Aquaculture For Economic and Environmental Sustainability

As part of the quest for sustainability, we believe marine aquaculture could be one of the most viable solutions to the growing worldwide demand for leaner proteins in diets. Defined as “the means, the propagation, and rearing of aquatic species in controlled or selected environments, including, but not limited to, ocean ranching” by the National Aquaculture Act of 1980, it has become a highly globalized industry with US aquaculture valued at $1 billion out of the $70 billion worldwide.  Fueled by the continued exponential growth in the demand for seafood, aquaculture has come to encompass everything from the commercial fish farming most people are familiar with, to the research to vaccinate fish, improve feeding methods for cultivated sea life, and even raising seaweed for human consumption.

Salmon is one of the most popular seafoods in the United States and is regularly imported from countries including Chile and Norway. Image: Great Planers Trout & Salmon Club

The original regulatory act of the 1980s was meant to address the increased demand for seafood that was leading to unsustainable yields from wild stocks.  It also attempted to address the fact that in 1980, the US was already importing approximately 50% of all its seafood from outside sources.  However, despite increased research and improved technology over the last two decades worldwide, there is still a marginal commercial aquaculture industry in the US.  Part of this may be due to misinformation regarding the quality of imported seafood as well as the quality of fish coming from aquaculture in general.

Many arguments opposing aquaculture have already been debunked by scientific research just in the last 15-20 years, according to Dr. Paul Olin, an expert in aquaculture from the extension office of California Sea Grant that is affiliated with Scripps Institution of Oceanography in La Jolla, California.  One project in particular which is partially funded by Sea Grant and headed by Mark Drawbridge of the Hubbs-Sea World Research Institute (HSWRI) in San Diego, developed a fish feed that relies less on fishmeal, one of the arguments of farmed fish opponents.  They tested the feed on fish fingerlings from a hatchery in Carlsbad, CA also maintained by Hubbs-Sea World.  Their findings indicated that this new feed, developed using high quality poultry by-products and algae, did not hinder fish development and has the potential to be the answer to the feeding of fish proteins to such species as yellowtail tuna and sea bass.  If this feed could be mass produced and made for other species, including the highly prized Bluefin tuna, sustainability of such fish in a controlled environment could be a much more viable solution to the dwindling wild stocks.

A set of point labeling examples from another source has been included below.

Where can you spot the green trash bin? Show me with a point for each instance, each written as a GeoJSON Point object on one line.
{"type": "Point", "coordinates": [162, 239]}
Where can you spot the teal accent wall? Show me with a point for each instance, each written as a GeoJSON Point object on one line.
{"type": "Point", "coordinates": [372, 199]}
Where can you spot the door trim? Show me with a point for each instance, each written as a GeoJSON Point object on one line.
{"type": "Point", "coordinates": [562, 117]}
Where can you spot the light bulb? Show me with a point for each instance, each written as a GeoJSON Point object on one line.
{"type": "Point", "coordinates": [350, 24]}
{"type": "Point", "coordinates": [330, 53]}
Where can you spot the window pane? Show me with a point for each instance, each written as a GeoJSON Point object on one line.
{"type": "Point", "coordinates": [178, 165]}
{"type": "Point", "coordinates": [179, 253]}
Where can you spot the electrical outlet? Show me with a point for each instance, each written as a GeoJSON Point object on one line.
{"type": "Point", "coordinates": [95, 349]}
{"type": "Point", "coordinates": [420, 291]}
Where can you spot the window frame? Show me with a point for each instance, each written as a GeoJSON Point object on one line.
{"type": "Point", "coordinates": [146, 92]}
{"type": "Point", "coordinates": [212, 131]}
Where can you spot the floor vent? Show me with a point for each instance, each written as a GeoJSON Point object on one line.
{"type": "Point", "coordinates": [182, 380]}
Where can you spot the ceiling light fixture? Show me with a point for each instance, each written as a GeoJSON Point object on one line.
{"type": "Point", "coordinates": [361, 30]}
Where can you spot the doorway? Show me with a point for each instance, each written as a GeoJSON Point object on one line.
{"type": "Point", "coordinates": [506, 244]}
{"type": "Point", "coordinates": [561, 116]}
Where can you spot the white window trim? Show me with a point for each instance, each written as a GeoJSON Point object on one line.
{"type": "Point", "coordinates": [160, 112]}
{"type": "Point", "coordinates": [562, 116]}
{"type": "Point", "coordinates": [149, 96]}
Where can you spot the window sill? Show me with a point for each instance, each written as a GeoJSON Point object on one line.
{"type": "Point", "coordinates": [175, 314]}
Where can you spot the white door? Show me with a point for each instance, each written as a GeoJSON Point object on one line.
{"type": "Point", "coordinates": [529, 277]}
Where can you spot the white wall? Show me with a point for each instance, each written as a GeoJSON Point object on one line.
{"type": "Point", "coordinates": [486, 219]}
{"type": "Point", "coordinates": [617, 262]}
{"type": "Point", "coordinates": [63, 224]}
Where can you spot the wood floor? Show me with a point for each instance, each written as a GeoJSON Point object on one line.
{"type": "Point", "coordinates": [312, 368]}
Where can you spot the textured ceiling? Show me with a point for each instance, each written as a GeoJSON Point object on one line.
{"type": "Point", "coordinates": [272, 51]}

Another aquaculture myth that has been debunked by research is in regards to the use of antibiotics to treat cultivated fish.  According to Dr. Olin, fish feeds used twenty years ago may have included antibiotics due to the lack of research and technology in the early years of aquaculture.  However, with research partially funded by cooperative public and private sector partnerships such as Sea Grant, vaccinations against fish diseases have resulted in a 97% drop in the use of antibiotics.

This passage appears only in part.